We don't have any metrics to date, so I think it might help to identify one of these to start with that we feel is particularly well-defined and popular (perhaps BLEU?).
From there it would be helpful to iterate on a design before a PR. A good way to do this might be to create a colab showing a possible interface and use cases (including an end-to-end training example). Then we can all discuss the interface, and convert to a PR from there.

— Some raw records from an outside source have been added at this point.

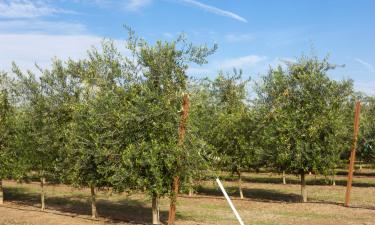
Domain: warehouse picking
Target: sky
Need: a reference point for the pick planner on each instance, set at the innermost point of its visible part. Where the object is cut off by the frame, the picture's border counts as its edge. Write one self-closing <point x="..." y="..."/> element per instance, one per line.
<point x="252" y="35"/>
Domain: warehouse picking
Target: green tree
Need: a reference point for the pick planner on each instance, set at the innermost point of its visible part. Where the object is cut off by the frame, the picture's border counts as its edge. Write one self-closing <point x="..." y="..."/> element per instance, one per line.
<point x="305" y="122"/>
<point x="6" y="130"/>
<point x="154" y="157"/>
<point x="95" y="134"/>
<point x="39" y="126"/>
<point x="234" y="136"/>
<point x="366" y="142"/>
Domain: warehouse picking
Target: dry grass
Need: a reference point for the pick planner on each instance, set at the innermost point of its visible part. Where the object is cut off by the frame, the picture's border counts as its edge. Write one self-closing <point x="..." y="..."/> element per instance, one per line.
<point x="267" y="202"/>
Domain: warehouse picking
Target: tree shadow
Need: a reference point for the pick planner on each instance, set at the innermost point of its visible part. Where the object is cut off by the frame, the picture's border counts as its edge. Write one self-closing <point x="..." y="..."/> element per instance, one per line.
<point x="257" y="194"/>
<point x="357" y="173"/>
<point x="125" y="210"/>
<point x="310" y="181"/>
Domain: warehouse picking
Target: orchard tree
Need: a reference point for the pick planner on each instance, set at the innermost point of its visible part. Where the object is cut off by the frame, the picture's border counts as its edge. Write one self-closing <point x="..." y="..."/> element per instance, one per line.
<point x="95" y="132"/>
<point x="6" y="130"/>
<point x="366" y="145"/>
<point x="155" y="157"/>
<point x="304" y="117"/>
<point x="234" y="136"/>
<point x="40" y="126"/>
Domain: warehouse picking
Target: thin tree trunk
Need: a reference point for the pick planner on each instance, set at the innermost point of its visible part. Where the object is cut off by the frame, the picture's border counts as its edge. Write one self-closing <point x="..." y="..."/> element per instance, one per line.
<point x="155" y="209"/>
<point x="1" y="192"/>
<point x="303" y="188"/>
<point x="94" y="213"/>
<point x="191" y="186"/>
<point x="284" y="178"/>
<point x="42" y="193"/>
<point x="240" y="184"/>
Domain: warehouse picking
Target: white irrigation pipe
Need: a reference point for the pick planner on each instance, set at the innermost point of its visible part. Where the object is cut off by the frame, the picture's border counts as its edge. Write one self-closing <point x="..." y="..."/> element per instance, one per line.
<point x="229" y="201"/>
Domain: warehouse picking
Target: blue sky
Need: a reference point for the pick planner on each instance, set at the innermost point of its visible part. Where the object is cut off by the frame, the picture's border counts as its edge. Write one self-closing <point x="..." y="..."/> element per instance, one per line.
<point x="251" y="34"/>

Does that sound good to you?
cc @fchollet @chenmoneygithub for thoughts
@mattdangerw, sounds good to me! I'll share a Colab notebook soon 👍🏼
@abheesht17 I'd suggest adding perplexity as well as it's one of the trickier metrics to use. Especially since it often gives inconsistent results and hugely varying results (in orders of magnitude) across different implementations by different existing libraries in my experience
@aflah02, good point. Will do!
@mattdangerw , here is the notebook for perplexity: https://colab.research.google.com/drive/1BH1lTw_qLK6671oWaoU15IrUKSQfd6oE?usp=sharing.
Experiencing some difficulty with BLEU Score...hence, shared the perplexity notebook first. Please go through it and let me know if you have any suggestions!
Difficulty with BLEU Score: In TensorFlow, is there any data structure which resembles a dictionary (keys as tensors)? I want to have a dictionary, with keys as ngrams, and values as frequency of the respective ngram. I can't use a Python dictionary because AutoGraph doesn't allow it (I guess) and also because we can't have tensors as keys (they are unhashable). I tried using MutableHashTable, but it does not accept tensors as keys. The alternative is to store the tensor reference (as key)...but the lookup operation will be O(n) this way.
I'll get started with ROUGE, meanwhile.
Thanks very much! I will carve out some time to look over this soon!
One useful resource on perplexity if you haven't seen it is here. https://huggingface.co/docs/transformers/perplexity
I don't think the notebook you are sharing will calculate a correct perplexity for a fixed window. But I'm not sure that is feasible as a live metric during training.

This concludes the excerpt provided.